UNL threat assessment expert says reporting warning signs could help slow mass shootings

“I think if we have more people coming forward with concerns, that is a sign of progress."

LINCOLN, Neb. (KLKN) – In the past month, American flags have been at half-staff due to numerous mass shootings across the country, a disturbing trend that has many Americans asking how we can put an end to the violence.

UNL psychology professor Dr. Mario Scalora is one of the top threat assessment professionals in the country. He says the key is to try and stop problems before they start.

“In the vast majority of these cases of mass shootings and targeted violence, there were warning signs, like actual threats of violence, suicidal statements, statements that they were going to escalate and show up and take revenge,” Scalora said. “So we have to take those warning signs seriously.”

These warning signs can take place in-person or online. Scalora says people who commit mass shootings do so because they have a grievance with something in life, but are willing to take that grievance much further than the rest of the population.

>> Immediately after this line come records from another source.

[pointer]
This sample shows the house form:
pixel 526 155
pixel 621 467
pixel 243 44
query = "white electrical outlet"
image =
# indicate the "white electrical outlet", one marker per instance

“In many of these cases, people are putting out warning signs,” he said. “Rarely is it that people aren’t recognizing them. The issue is people aren’t always comfortable reporting them.”

Scalora says there are several reasons why people don’t report warning signs. They may be fearful for their own safety or think they are overreacting. It’s also possible they do not trust authorities to handle the situation.

“If you see something you say something,” Scalora said. “We see it as our responsibility to look out for other people’s safety. That doesn’t mean any time you report something, you think somebody is going to be the next mass shooter. It means that you’re worried about them, and you want them to either, one, not get in more trouble, or two, get them help they need so they don’t escalate.”

Scalora says it is the community’s responsibility to identify and report issues that have a chance to escalate.

“I think if we have more people coming forward with concerns, that is a sign of progress,” he said. “It may look like, ‘Oh my God, we have more incidents,’ but if people are coming forward more, it means people are reaching out more and finding solutions.”

People can report suspected violent behavior to their local police department or hotlines including the Nebraska Family Helpline at 1-888-866-8660 or the Boys Town National Hotline at 1-800-448-3000.